O super-homem, tal como
apresentado por Nietzsche, não é uma pessoa dotada de poderes extraordinários,
de uma força descomunal, mas o símbolo daquele que se coloca para além da
órbita da moralidade e do peso normativo das suas instituições e que, [...], não
se deixa vencer pelo vazio existencial, pelo niilismo, tampouco por objetos
substitutivos desse vácuo deixado pela destruição dos valores soberanos que
regularam a existência humana no decorrer das eras. O super-homem afirma a
intensidade contingente da vida, a única existente, e estabelece a tábua dos
valores sem depender de hipóteses suprassensíveis que orientam a mente da
consciência metafísica tradicional.
(BITTERCOUNT, p. 55,
2016)
Pois
bem, este vigor do superar a si estaria na manifesta vontade de poder, proposta
por Nietzsche. A depender das circunstâncias, competirá ao übermensch
saber potencializar essa vontade de poder, haja vista estar enraizada a sornice
entre os sujeitos. Não há vontade de poder para agir. A mesmice e acomodação
são uns dos atrozes fatores para a descaracterização existencial daqueles que
poderiam ser um übermensch. Basicamente, temos seres moribundos ligados à
categoria de descrédito da sua própria vontade de poder.
Para que surja um
“super-homem”, é necessário que se supere qualquer tipo de convicção arraigada,
qualquer valor instituído e cristalizado ao longo das eras pela tradição
religiosa, social ou cultural. De modo que, para tanto, requer-se a superação
dos próprios limites pessoais, pois a dissolução dos valores transmitidos de
geração para geração pode inserir o homem na esfera da mesmice, da inércia e do
nada.

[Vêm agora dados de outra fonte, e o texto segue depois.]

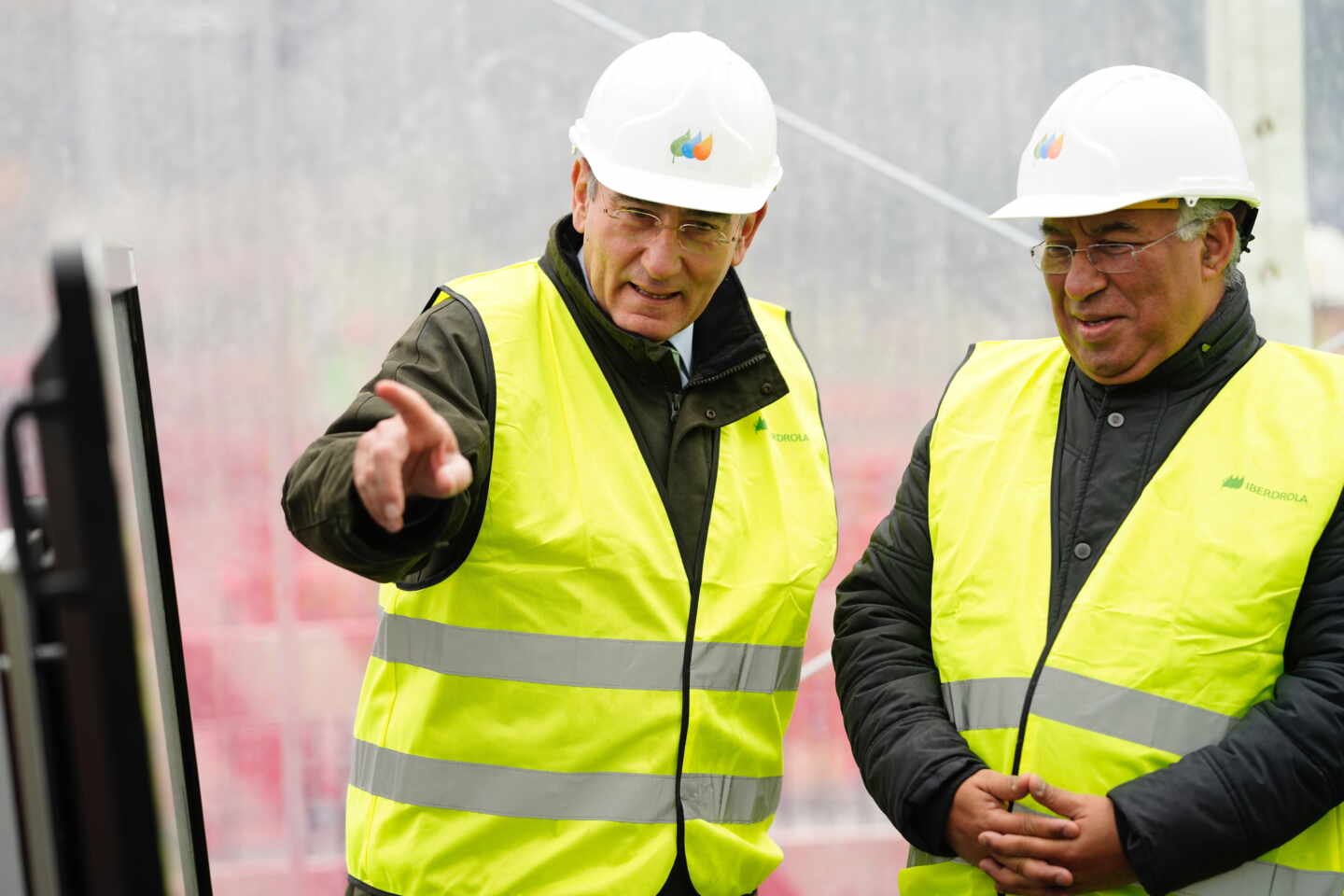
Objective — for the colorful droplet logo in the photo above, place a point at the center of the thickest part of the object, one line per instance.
(699, 147)
(1050, 147)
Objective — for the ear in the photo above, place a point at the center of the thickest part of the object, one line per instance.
(749, 230)
(580, 177)
(1218, 242)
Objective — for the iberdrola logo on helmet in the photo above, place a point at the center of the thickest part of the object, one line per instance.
(687, 148)
(1050, 147)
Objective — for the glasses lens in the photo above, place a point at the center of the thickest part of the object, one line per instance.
(1053, 259)
(700, 237)
(1112, 259)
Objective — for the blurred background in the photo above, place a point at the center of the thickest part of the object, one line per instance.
(296, 176)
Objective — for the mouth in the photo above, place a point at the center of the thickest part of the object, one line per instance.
(653, 296)
(1094, 328)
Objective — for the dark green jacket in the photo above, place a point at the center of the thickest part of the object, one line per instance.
(445, 357)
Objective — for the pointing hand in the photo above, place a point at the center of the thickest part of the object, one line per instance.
(413, 453)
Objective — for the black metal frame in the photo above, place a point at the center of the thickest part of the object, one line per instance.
(95, 782)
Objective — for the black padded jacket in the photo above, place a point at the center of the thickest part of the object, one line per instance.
(1274, 774)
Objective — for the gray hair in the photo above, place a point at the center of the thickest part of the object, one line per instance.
(1193, 222)
(588, 176)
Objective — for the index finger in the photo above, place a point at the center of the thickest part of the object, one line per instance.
(414, 410)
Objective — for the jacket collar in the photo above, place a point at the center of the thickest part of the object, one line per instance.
(1216, 351)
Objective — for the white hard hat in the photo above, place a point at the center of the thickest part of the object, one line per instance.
(1127, 136)
(684, 121)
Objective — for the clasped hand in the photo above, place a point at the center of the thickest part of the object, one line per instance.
(1029, 855)
(413, 453)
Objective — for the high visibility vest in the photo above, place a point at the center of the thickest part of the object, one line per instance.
(521, 721)
(1179, 629)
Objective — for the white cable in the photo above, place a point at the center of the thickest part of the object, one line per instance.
(610, 26)
(834, 141)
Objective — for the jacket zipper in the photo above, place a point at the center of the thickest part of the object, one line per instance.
(690, 636)
(724, 373)
(1058, 583)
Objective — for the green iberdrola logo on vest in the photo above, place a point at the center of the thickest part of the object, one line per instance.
(779, 437)
(1239, 483)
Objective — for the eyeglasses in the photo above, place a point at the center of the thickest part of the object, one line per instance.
(698, 237)
(1109, 259)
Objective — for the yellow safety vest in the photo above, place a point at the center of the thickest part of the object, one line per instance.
(1178, 632)
(519, 724)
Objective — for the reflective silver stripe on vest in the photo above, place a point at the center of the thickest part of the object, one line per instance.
(984, 703)
(525, 792)
(1086, 703)
(1267, 879)
(917, 857)
(1124, 712)
(585, 663)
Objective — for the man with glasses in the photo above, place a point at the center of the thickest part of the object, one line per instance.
(598, 553)
(1097, 645)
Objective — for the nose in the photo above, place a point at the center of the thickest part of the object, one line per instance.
(1082, 278)
(662, 256)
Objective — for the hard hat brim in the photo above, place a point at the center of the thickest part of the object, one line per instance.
(684, 192)
(1082, 204)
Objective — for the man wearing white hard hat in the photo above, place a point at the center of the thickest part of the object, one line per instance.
(1099, 647)
(597, 491)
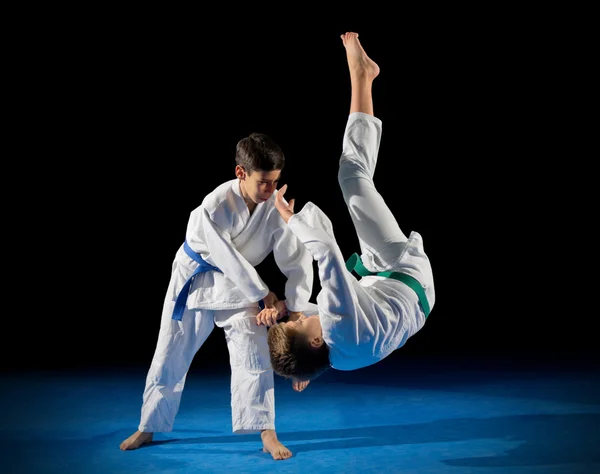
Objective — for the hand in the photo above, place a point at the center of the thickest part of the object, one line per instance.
(281, 308)
(300, 385)
(270, 300)
(267, 316)
(273, 310)
(286, 210)
(294, 315)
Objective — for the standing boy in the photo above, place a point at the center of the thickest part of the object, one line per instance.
(214, 282)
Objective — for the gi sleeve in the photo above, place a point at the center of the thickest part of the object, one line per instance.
(295, 262)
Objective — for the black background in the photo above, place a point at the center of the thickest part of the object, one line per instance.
(130, 120)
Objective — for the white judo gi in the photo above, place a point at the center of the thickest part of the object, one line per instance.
(363, 321)
(227, 236)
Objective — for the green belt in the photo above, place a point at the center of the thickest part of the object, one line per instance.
(354, 263)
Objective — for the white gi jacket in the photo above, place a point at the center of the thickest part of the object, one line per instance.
(363, 321)
(224, 233)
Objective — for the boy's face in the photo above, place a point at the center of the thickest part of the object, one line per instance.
(257, 186)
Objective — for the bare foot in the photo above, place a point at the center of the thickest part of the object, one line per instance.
(272, 445)
(136, 440)
(300, 385)
(358, 61)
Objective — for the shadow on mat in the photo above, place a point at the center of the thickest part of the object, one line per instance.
(545, 439)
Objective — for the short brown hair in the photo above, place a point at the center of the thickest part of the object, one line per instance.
(292, 355)
(259, 152)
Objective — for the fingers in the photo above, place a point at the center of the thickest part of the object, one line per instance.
(267, 317)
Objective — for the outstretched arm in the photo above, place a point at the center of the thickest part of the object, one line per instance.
(286, 209)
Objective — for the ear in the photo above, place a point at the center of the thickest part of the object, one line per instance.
(316, 341)
(240, 172)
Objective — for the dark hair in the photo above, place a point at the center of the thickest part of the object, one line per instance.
(259, 152)
(292, 355)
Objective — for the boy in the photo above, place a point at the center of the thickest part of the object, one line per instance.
(360, 322)
(213, 281)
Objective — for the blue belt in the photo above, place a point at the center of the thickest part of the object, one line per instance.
(354, 263)
(203, 266)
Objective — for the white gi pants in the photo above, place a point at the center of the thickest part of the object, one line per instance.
(380, 238)
(252, 384)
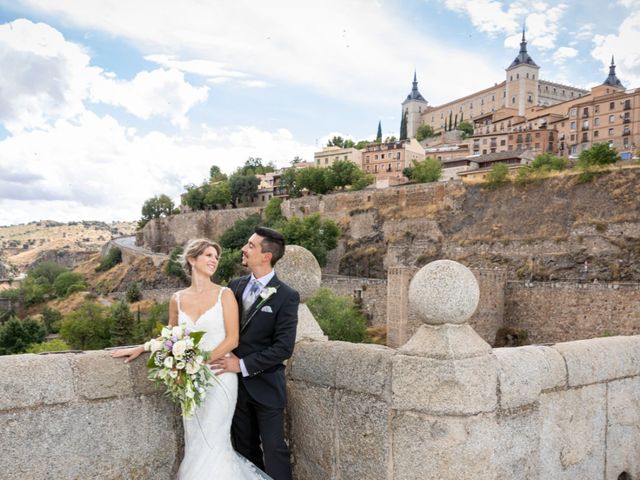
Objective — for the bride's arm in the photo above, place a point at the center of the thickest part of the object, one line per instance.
(134, 352)
(231, 326)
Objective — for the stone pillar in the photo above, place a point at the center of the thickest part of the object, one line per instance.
(399, 328)
(444, 383)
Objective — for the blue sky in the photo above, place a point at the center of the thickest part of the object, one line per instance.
(104, 104)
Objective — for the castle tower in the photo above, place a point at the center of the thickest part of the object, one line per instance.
(612, 80)
(413, 107)
(522, 81)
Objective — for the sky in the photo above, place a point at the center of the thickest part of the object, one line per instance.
(106, 103)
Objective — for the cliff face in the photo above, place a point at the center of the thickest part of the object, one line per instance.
(544, 230)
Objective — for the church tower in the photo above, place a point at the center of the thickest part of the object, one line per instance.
(412, 108)
(522, 81)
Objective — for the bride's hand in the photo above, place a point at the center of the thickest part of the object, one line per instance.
(130, 353)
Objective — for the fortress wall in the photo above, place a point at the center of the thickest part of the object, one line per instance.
(369, 293)
(536, 413)
(85, 415)
(557, 312)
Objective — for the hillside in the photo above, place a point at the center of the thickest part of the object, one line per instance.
(66, 243)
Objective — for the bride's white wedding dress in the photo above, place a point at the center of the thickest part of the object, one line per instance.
(208, 454)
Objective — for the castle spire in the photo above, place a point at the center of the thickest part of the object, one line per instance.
(523, 56)
(612, 79)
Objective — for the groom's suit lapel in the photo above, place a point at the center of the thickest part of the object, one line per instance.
(249, 314)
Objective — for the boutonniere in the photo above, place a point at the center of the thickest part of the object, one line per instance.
(266, 295)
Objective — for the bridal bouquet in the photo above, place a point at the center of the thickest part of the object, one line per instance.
(177, 362)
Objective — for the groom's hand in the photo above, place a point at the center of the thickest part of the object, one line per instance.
(227, 364)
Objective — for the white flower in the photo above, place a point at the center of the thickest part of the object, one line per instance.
(179, 348)
(192, 368)
(267, 292)
(168, 362)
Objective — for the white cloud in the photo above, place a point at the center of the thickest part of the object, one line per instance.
(563, 54)
(495, 17)
(93, 167)
(329, 46)
(46, 78)
(624, 45)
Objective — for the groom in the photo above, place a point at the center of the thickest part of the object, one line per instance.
(268, 320)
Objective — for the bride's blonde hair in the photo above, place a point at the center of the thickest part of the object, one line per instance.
(194, 248)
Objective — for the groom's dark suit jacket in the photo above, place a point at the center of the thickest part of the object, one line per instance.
(267, 338)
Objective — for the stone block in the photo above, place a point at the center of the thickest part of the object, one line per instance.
(100, 376)
(600, 359)
(446, 341)
(572, 436)
(118, 438)
(364, 437)
(362, 367)
(445, 387)
(310, 410)
(313, 362)
(623, 429)
(443, 448)
(524, 372)
(32, 380)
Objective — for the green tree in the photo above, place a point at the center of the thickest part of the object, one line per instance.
(338, 316)
(243, 188)
(110, 260)
(17, 335)
(344, 173)
(317, 235)
(363, 182)
(466, 128)
(273, 211)
(65, 280)
(235, 237)
(219, 195)
(403, 126)
(315, 179)
(216, 175)
(428, 170)
(598, 154)
(55, 345)
(194, 197)
(424, 131)
(497, 176)
(156, 207)
(87, 327)
(121, 324)
(51, 319)
(547, 162)
(174, 268)
(133, 293)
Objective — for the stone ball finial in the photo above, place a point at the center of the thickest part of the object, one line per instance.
(300, 270)
(444, 291)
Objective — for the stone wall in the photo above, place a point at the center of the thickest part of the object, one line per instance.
(369, 293)
(85, 415)
(557, 312)
(536, 413)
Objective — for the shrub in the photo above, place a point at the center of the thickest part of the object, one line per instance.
(497, 176)
(133, 293)
(113, 257)
(338, 316)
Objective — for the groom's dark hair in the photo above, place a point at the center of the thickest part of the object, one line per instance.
(272, 242)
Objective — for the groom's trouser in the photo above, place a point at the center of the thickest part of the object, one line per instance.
(254, 423)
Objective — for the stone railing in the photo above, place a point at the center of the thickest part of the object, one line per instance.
(442, 406)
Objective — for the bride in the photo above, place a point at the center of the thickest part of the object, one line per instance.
(208, 307)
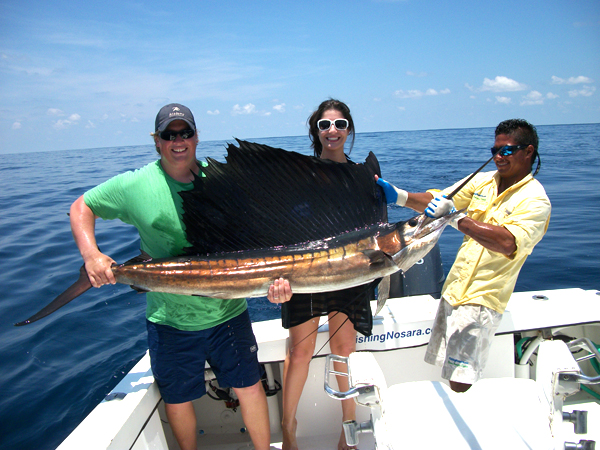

Por isso o “super-homem” é criativo, pois, superando a herança moral
recebida, ele desenvolve novos valores, afirmativos da existência.
Consequentemente, qualquer pessoa pode vir a ser um “super-homem”, cabendo tão
somente lutar contra toda uma série de opiniões medíocres e pré-conceitos,
muitas vezes destituídos de valor e de criatividade.
(BITTERCOUNT, p. 63-64,
2016)
Espinhoso
é galgar essa troca identitária tão arraigada numa sociedade entregue à
maledicência existencial. A trajetória para essa transmutação de simples homem
para um übermensch será marcada por dor e rejeição. Porém, somos capazes
de superar nossos limites. Basta querer.
NOTA
[1]
AL SD PM D.
Macêdo é membro do 8º pelotão da 2ª CIA – Centro de Formação e
Aperfeiçoamento da Polícia Militar do Rio Grande do Norte [CFAPM/RN].
Especialista em Docência no Ensino Superior.